Apple’s Steve Jobs, according to billionaire Bill Gates, was unique in his ability to pick up a company that was “on a path to die” and turn it into a valuable business. He lightly attributed this to Job’s ability to cast “spells”.
He mentioned that he was yet to meet anyone who could rival Jobs “in terms of picking talent, hyper-motivating that talent, and having a sense of design of, ‘Oh, this is good. This is not good’”. He further said that even when Jobs failed at something, he succeeded.

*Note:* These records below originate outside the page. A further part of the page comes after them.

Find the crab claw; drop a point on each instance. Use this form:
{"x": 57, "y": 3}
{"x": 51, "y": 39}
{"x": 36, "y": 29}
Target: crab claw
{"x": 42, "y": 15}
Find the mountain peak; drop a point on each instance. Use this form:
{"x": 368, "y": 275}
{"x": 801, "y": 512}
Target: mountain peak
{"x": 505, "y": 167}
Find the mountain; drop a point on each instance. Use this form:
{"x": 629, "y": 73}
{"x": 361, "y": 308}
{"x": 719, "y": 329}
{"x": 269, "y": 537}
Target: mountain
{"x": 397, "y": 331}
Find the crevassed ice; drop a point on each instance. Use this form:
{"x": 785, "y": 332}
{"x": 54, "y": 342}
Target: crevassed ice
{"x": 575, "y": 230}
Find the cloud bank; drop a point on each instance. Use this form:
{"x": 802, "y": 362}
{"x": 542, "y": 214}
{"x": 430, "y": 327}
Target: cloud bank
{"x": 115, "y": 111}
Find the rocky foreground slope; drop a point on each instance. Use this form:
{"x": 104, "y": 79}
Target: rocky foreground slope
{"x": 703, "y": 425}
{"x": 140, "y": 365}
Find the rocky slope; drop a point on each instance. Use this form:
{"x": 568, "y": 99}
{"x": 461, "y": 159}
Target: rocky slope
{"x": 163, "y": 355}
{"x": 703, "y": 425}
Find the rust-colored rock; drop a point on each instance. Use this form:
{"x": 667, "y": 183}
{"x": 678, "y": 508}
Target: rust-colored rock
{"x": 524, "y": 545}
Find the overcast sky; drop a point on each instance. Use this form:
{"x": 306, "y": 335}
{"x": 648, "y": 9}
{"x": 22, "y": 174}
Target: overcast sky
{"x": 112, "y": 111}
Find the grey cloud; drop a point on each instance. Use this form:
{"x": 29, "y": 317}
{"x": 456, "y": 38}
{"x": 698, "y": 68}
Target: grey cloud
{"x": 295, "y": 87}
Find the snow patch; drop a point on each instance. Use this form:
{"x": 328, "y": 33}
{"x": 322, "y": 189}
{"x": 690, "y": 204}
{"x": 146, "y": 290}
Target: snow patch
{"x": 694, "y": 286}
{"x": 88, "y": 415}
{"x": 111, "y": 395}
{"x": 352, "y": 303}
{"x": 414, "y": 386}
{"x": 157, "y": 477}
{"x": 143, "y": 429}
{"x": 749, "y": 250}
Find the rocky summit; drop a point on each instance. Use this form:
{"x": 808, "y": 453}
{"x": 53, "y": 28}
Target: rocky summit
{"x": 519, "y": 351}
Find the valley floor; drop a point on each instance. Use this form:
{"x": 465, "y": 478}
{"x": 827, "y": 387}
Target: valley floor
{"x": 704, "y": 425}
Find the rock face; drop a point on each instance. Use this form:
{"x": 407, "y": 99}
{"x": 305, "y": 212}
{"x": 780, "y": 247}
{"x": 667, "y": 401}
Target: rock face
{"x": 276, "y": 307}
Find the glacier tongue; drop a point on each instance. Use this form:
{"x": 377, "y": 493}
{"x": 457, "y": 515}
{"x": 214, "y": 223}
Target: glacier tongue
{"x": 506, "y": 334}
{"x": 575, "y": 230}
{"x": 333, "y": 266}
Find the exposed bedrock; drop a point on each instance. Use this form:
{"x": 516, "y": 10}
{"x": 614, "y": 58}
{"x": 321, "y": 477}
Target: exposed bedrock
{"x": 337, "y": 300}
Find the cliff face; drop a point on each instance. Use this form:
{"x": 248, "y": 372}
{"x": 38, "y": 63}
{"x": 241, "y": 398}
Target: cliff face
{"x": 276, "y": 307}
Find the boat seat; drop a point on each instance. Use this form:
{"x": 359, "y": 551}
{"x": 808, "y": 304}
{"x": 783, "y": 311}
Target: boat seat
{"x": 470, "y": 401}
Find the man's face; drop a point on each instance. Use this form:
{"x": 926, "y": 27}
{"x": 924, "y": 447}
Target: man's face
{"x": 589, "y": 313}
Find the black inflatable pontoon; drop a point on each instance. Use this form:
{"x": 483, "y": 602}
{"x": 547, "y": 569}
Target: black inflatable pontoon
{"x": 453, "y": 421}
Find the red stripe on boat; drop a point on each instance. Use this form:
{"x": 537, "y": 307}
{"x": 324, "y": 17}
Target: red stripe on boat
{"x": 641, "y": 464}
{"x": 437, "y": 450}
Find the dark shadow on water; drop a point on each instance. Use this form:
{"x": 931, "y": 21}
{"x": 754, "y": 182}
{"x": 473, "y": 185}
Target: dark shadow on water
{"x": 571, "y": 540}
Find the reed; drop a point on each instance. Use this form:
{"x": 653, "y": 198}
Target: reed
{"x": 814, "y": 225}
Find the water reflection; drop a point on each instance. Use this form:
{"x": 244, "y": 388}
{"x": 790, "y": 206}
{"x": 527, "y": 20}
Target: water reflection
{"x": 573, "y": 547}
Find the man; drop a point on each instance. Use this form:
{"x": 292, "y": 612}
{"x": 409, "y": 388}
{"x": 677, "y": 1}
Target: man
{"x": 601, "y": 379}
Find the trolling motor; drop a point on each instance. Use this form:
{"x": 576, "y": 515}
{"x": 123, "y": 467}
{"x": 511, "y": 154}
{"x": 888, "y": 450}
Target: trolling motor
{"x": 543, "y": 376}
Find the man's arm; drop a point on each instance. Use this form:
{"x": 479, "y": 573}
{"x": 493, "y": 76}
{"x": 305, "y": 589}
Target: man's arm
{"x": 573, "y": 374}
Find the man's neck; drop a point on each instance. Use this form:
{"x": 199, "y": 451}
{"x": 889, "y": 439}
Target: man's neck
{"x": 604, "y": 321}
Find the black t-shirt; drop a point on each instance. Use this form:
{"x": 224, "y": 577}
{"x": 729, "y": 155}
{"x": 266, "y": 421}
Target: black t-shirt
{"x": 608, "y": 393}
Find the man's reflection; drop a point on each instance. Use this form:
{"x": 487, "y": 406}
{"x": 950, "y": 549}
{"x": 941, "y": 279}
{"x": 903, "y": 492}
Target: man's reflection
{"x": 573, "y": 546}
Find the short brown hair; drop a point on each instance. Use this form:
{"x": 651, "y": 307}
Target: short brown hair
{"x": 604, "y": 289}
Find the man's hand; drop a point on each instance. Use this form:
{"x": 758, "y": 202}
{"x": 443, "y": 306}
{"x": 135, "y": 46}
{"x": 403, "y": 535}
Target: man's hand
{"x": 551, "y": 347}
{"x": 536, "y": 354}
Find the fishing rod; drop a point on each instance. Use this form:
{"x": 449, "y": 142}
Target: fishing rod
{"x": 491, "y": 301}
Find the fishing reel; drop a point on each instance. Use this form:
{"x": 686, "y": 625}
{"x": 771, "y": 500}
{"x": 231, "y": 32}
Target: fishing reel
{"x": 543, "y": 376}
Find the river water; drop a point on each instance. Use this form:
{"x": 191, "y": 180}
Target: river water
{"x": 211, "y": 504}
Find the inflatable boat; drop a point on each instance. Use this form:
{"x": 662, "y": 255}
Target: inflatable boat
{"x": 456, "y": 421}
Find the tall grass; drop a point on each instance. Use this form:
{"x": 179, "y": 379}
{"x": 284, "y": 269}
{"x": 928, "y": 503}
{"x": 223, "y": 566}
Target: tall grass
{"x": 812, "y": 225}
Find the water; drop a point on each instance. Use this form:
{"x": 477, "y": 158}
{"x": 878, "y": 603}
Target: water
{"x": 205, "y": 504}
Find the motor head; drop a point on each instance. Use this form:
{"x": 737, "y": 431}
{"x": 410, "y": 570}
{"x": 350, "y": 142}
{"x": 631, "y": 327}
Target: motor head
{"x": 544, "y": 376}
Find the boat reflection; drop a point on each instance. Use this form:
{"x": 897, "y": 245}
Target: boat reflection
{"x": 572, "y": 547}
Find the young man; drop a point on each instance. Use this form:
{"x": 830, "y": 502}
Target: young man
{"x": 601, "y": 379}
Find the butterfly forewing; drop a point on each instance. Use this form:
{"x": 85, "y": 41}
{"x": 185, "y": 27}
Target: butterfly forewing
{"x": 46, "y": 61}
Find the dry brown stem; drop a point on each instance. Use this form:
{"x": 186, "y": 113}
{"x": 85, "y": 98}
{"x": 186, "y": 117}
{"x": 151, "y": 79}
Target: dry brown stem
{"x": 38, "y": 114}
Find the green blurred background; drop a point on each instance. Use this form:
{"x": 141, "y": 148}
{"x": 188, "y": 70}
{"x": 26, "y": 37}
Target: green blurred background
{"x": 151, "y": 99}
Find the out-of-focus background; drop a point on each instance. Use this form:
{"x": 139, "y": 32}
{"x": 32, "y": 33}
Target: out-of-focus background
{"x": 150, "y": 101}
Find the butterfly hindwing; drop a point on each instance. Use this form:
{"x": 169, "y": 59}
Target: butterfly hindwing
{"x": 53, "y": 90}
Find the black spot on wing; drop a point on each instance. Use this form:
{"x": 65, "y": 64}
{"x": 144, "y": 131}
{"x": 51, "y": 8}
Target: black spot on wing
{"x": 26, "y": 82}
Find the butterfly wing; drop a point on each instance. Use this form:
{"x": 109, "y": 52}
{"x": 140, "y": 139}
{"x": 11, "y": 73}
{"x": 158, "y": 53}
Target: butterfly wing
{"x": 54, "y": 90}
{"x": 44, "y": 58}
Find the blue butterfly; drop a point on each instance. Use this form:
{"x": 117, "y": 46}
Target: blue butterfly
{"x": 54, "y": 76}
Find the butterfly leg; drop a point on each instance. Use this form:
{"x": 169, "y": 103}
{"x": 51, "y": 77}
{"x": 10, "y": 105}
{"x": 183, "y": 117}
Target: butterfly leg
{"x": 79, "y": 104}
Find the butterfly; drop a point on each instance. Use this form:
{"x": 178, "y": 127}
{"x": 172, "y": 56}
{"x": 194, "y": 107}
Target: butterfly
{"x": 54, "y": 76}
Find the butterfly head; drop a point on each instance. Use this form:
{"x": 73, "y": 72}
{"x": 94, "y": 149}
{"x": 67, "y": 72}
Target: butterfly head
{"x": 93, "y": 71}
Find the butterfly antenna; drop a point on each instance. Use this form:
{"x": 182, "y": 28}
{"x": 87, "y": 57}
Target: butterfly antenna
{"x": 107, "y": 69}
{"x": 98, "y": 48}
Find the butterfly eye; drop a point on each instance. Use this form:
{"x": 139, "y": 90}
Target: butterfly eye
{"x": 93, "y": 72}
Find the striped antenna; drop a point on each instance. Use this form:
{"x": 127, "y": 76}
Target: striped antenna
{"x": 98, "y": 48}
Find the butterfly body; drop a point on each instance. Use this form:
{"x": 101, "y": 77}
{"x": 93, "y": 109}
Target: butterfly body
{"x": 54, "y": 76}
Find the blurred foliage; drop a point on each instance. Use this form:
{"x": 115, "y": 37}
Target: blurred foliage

Citing the introduction of the NeXT computer in 1988, Gates said that it was a computer that “completely failed, it was such nonsense, and yet he mesmerized those people.” NeXT was acquired by Apple in 1996, three years after it stopped manufacturing hardware.
With reference to his own leadership at Microsoft in the 1970s and the culture he created, Gates said that the company back then was “a self-selected set of people who were mostly males”, and admitted that they all tended to be “pretty tough” on each other and that it occasionally went “too far”.
Today, as a philanthropist with a fortune estimated by Bloomberg Billionaires Index to be $107 Bn, Gates acknowledges that he is more easy-going about work in general. At the same time he admits to a habit of micromanaging at the Bill & Melinda Gates Foundation, the philanthropic body he established with his wife Melinda in 2000.
The foundation focuses on enhancing healthcare and eradicating extreme poverty worldwide. “I’m still clear about, ‘Hey, that toilet design’s too expensive. It’s a dead end. We’re not going to put more money into that” he said.